«Una patologia che segna tutti. Mai avrei immaginato di sentire un paziente al telefono dire: ‘Mi stanno per intubare, volevo avvisarti’. Una procedura di solito destinata a chi si trova in condizioni critiche e non è cosciente. Ma è successo, più di una volta. Per me è stato destabilizzante e fatico a raccontarlo». Vito Trinchieri, 62 anni, è medico infettivologo al Policlinico Umberto I di Roma. Di guardie notturne nella fascia oraria 20.00-8.00 ne ha fatte tante in carriera. È quello il momento in cui si rimane soli, la città dorme, nelle luci soffuse delle corsie si sentono i bip dei monitor e dalla cucina arriva l’odore pungente del caffè. Ma con la pandemia tutto è cambiato. Il virus ha costretto a subire e imparare, prima di rilanciare. E ha lasciato una certezza: questa professione non sarà più la stessa.

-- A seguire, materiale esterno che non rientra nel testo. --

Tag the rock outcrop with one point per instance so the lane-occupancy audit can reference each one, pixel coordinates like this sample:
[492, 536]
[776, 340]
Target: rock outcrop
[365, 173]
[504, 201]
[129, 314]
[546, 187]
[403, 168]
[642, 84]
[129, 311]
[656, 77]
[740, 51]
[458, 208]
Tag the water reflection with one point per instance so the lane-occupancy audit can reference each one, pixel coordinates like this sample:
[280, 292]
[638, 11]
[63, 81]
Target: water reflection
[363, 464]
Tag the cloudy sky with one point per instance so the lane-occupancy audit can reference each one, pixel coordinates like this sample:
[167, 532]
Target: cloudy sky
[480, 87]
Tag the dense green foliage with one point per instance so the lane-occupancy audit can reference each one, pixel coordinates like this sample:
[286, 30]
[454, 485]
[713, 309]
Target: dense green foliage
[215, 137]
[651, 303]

Prima l’infettivologo di guardia era responsabile dei vari reparti di Malattie Infettive, svolgeva le consulenze al DEA (Dipartimento di Emergenza e Accettazione) e in tutto l’ospedale. Oggi si è reinventato, adeguandosi a un preciso percorso del malato. Qualcuno è destinato al Pronto Soccorso Febbre. Altri, come il dottor Trinchieri, lavorano in unità subintensiva: «Un anno fa, l’arrivo di una patologia sconosciuta. All’improvviso ti ritrovi a sistemare caschi CPAP (ventilazione meccanica a pressione positiva continua, ndr) e altri supporti respiratori, a gestire quadri insidiosi, a chiederti come andrà a finire. Il destino delle mie notti è legato alle impennate nella curva dei casi. A marzo e aprile 2020 è stato terribile. Non c’erano strumenti, percorsi dedicati, presidi sufficienti. E non conoscevi la malattia. Le ore sembravano non passare mai, dallo stress della vestizione alla paura del contagio, che mi ha costretto a stare due mesi lontano dalla famiglia. Ora è diverso, Covid-19 è entrato nella nostra routine e sappiamo affrontarlo, nonostante aspetti ancora da chiarire».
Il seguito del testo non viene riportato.